On Behalf of | Oct 18, 2021 | Auto Accidents

After a serious accident, people often turn to social media to update loved ones and share their story about what happened. However, while this can be tempting, it is crucial to know that people make mistakes online that could jeopardize any personal injury claim they may choose to pursue.

We explore these mistakes below.

Making exaggerations

Sometimes people post pictures that make it seem as though they are happier, healthier or more successful than they truly are; other times, people play up situations hoping to garner sympathy.

In either case, exaggeration can have a dramatic toll on a personal injury lawsuit. For instance, pictures of you on vacation can conflict with statements you made regarding emotional distress. And writing to someone that you feel better than ever can cast doubt on the extent of your injuries.

Revealing bad choices

In a personal injury claim, individual behaviors are under a microscope. Thus, if you record TikToks while driving or brag about using drugs, those actions can raise red flags and compromise your case.

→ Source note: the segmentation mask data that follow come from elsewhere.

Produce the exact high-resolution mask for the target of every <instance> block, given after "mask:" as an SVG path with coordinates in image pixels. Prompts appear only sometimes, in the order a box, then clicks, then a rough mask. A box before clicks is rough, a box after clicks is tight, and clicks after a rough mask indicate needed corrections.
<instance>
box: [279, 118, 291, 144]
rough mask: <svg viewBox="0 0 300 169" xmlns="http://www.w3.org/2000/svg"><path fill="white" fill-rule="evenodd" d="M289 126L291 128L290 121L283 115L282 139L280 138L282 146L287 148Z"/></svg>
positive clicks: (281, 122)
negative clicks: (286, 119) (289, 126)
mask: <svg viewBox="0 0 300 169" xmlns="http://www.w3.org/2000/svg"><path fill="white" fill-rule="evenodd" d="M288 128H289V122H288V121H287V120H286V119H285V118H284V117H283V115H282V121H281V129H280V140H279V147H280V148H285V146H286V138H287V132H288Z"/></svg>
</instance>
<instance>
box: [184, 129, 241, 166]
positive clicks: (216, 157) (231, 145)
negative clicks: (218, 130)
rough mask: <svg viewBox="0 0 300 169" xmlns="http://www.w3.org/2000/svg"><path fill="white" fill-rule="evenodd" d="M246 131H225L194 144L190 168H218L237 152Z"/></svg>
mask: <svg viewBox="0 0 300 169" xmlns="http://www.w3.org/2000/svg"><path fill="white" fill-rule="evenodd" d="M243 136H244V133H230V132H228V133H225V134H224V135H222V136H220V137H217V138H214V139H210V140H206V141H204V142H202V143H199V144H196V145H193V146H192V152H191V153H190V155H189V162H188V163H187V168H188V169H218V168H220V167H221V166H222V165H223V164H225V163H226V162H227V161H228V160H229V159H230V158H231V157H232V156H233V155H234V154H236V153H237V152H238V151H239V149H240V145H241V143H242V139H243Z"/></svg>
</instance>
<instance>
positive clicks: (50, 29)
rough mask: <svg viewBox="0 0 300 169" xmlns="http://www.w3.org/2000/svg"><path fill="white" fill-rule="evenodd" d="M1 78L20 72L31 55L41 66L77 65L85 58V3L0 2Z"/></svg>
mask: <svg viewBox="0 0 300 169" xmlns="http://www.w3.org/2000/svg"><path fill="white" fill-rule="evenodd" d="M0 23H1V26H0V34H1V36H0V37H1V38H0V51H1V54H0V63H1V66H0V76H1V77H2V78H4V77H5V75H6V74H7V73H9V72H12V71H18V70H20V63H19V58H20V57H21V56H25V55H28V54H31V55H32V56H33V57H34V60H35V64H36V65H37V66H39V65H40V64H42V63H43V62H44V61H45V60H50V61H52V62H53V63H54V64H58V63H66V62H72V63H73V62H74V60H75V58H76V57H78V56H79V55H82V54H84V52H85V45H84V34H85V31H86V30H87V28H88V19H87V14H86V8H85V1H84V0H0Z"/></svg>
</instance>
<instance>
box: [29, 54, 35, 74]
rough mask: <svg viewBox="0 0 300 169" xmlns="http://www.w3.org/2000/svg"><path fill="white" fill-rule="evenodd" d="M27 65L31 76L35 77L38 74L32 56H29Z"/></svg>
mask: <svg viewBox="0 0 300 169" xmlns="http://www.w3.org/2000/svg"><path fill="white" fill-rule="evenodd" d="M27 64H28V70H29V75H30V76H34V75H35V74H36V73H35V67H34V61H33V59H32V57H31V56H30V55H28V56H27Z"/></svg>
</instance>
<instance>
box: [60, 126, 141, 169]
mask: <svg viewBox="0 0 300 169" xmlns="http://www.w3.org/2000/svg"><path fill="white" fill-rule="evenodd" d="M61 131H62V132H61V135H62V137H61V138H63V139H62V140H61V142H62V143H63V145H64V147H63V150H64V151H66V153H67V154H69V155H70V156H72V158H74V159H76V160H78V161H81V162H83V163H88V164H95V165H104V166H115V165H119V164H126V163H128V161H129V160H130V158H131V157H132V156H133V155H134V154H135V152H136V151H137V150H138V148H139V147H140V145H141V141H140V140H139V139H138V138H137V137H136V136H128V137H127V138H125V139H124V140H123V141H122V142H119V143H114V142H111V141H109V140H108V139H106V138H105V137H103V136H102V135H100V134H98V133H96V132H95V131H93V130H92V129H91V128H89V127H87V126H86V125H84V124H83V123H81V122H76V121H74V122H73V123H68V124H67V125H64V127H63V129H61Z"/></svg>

Insurance companies and other parties involved in a lawsuit can use this as evidence to contradict your statements or to support claims that your recklessness was to blame for an accident.

Harassing the other parties involved

After an accident, you should have the contact information of the other people involved. And with a quick Google search, you can find their Facebook, Twitter or LinkedIn profiles.

However, using this knowledge and access to harass the other party, their family or their employer can ultimately backfire. Instead of collecting compensation for an accident, you could wind up facing your own civil charges – and possibly criminal charges – for harassment or cyberbullying.

Assuming you are anonymous

While you may have a discreet screen name or have your profile set to private, it is very simple for the things you say and do online to become public.

Assume that nothing you do or say online is truly private, especially when you are involved in a legal claim where someone will be digging into your online behaviors.

Avoiding these actions online can be crucial when you are involved in a personal injury claim. In fact, it could be wise to steer clear of social media altogether until settling your case.